Decades of contending with the text of The Merchant of Venice, comprising academic writing, teaching, and translating the text, culminated in my own stage adaptation of the play. My production, in which the plot is set in 1516, the year the Jewish Ghetto in Venice was inaugurated, opens with a caravan of Jewish refugees wandering from the Iberian Peninsula on the ways of Europe. It is an image that corresponds both to the myth of the “wandering Jew,” rampant in the popular imagination at the time (and later to be compared to the rootless or artist in general – see, for example, Nietzsche, 1969, or Toller, 1978), and to the acute image of displaced refugees in today’s Europe. This affect (in Deleuzian terms) of deterritorialization, moving from the literal meaning of the term to its Deleuzian connotation (Deleuze and Guattari 1987), may serve as an emblem to my reading of the play, informing my stage production of it, divided between Shakespeare and not Shakespeare.
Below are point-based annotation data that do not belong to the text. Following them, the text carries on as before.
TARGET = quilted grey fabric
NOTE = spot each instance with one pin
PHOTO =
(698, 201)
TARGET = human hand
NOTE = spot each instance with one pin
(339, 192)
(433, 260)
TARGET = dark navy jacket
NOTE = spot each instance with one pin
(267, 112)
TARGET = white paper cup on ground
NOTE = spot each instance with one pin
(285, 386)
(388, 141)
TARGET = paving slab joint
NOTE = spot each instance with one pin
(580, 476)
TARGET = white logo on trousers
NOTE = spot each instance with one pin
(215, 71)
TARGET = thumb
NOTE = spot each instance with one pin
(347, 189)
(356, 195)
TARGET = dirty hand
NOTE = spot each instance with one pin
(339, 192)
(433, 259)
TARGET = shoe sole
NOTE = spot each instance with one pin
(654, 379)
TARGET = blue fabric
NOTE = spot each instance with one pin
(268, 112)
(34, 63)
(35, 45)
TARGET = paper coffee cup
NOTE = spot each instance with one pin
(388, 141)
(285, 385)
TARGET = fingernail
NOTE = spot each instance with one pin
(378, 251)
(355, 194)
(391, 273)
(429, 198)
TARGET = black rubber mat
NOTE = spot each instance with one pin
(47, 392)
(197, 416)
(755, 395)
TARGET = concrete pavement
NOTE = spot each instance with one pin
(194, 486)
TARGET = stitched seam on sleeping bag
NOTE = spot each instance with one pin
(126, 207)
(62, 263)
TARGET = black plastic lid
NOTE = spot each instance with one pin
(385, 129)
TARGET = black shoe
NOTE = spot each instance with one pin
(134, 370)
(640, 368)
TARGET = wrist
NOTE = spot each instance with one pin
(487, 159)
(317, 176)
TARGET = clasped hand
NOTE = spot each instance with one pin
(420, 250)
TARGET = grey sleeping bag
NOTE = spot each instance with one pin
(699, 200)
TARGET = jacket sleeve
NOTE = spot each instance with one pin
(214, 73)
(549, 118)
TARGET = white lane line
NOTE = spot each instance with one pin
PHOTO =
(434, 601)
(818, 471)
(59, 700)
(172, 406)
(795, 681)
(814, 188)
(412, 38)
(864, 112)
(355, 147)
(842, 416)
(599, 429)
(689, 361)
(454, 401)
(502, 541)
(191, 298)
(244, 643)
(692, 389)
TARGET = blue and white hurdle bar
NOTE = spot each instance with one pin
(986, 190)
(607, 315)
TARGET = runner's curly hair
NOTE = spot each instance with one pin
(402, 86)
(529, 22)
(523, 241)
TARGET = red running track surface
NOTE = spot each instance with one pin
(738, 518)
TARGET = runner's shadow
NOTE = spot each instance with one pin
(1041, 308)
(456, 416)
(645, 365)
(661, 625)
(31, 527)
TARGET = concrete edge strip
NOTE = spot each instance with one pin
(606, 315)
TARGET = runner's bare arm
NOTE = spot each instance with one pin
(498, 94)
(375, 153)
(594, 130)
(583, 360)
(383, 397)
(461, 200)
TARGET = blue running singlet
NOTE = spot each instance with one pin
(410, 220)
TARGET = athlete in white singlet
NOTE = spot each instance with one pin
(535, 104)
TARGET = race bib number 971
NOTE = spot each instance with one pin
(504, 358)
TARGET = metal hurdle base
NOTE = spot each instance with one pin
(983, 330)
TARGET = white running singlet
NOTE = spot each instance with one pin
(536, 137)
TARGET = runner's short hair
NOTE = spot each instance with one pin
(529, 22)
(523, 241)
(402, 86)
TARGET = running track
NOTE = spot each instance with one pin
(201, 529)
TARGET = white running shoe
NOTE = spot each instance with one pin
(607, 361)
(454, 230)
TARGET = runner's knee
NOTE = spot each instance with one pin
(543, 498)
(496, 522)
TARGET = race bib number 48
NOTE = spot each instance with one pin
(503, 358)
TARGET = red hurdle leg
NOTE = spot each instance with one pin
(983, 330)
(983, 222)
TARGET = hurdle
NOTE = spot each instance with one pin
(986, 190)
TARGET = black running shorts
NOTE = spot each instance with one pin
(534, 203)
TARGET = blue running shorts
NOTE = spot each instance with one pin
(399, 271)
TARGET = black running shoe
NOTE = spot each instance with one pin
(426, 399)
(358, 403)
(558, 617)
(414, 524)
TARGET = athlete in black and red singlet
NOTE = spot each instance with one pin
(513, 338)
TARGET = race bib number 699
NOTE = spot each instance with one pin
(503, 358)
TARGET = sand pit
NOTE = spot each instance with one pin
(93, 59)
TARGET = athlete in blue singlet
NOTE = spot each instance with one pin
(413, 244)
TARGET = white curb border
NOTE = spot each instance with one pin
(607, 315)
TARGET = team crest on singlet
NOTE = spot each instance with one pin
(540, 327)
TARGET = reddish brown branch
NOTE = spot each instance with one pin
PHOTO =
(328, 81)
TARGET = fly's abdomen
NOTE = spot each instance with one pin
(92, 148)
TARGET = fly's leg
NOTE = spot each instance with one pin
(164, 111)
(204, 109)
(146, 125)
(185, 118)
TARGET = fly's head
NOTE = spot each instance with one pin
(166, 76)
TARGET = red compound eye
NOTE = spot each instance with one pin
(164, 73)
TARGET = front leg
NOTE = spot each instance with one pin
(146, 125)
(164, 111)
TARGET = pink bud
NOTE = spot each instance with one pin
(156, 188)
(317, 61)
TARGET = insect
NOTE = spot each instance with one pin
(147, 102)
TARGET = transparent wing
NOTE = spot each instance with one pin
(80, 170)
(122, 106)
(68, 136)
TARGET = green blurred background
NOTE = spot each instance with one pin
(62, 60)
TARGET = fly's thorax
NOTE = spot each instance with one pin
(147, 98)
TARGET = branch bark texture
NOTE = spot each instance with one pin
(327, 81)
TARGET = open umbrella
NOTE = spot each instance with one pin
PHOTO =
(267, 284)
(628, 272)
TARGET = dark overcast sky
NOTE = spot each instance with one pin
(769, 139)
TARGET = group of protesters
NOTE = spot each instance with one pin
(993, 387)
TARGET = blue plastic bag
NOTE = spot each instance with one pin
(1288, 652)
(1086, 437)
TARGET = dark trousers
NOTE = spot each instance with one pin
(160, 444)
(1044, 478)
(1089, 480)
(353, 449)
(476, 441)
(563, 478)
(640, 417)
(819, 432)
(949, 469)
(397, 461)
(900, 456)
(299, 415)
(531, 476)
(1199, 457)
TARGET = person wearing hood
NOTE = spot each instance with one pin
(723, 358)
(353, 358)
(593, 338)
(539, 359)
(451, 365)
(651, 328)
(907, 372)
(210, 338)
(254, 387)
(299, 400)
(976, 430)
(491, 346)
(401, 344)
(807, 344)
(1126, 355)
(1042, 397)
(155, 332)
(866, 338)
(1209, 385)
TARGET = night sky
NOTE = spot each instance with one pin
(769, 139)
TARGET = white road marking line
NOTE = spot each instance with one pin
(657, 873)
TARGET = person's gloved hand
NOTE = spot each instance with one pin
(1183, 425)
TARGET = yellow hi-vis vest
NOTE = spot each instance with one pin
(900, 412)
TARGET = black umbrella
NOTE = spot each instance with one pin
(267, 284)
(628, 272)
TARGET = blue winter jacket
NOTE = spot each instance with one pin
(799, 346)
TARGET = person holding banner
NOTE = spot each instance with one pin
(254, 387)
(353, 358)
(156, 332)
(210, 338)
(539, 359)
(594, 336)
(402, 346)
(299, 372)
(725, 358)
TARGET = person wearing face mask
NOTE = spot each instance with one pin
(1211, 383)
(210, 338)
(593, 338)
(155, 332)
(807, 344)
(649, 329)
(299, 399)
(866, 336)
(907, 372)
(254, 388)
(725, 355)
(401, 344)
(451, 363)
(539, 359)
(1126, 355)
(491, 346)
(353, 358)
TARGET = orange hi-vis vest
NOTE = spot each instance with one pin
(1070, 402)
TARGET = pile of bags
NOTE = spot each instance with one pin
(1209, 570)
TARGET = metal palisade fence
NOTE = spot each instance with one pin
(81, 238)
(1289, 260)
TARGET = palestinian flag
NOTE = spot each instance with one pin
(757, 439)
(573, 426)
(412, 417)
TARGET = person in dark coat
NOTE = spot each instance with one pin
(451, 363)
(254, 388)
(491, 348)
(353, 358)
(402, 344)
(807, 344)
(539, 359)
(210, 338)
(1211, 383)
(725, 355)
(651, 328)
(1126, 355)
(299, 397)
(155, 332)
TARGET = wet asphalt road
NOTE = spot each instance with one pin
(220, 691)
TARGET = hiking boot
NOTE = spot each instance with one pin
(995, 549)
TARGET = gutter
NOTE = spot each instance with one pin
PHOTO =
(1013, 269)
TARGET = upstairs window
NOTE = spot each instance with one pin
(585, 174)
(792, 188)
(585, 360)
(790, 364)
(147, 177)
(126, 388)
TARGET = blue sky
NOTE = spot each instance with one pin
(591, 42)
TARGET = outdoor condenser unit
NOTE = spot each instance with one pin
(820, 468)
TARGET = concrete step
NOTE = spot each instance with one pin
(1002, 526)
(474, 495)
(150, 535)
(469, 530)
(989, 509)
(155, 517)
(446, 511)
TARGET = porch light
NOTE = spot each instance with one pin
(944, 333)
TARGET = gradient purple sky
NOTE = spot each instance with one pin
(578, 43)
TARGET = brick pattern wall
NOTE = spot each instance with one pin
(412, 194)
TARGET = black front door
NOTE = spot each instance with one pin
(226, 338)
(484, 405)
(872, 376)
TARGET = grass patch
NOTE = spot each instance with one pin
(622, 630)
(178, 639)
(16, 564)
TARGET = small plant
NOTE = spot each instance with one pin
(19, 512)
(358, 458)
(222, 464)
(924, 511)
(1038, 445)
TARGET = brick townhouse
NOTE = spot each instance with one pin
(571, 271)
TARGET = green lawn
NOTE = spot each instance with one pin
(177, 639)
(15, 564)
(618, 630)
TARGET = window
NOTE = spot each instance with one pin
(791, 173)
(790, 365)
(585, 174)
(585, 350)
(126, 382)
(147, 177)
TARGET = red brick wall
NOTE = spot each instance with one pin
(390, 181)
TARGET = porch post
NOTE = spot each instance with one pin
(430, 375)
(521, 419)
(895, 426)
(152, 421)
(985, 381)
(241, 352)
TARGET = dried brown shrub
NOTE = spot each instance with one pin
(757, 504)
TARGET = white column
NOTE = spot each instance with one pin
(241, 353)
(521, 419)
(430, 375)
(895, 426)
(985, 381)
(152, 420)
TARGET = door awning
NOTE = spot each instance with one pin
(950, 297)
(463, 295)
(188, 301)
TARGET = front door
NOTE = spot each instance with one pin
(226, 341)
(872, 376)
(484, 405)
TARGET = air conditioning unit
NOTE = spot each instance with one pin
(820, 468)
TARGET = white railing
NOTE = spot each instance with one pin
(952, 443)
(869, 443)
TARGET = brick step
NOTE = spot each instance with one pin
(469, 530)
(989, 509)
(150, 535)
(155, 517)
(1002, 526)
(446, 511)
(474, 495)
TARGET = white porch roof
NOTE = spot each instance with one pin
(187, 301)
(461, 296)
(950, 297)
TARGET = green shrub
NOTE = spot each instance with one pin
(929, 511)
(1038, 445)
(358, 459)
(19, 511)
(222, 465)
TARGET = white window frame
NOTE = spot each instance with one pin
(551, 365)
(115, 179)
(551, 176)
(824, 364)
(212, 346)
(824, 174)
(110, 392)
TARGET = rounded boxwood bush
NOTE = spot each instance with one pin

Just as the adaptive use of the Shakespearean text is rhizomatic, so is the position of the Jew in Venice, at the same time aspiring for constancy vis-à-vis its adopted territory (which rhizomatically adopts him in turn as a citizen/non-citizen) and insisting on its distinction and separation from its core and immersing into perpetual nomadism. This paper will move to and fro from an account of the production and its source of inspiration in what Douglas Lanier will conceive as the relation between Shakespeare and his cultural capital (Desmet et al. 2017: 171; and see Lanier 2014).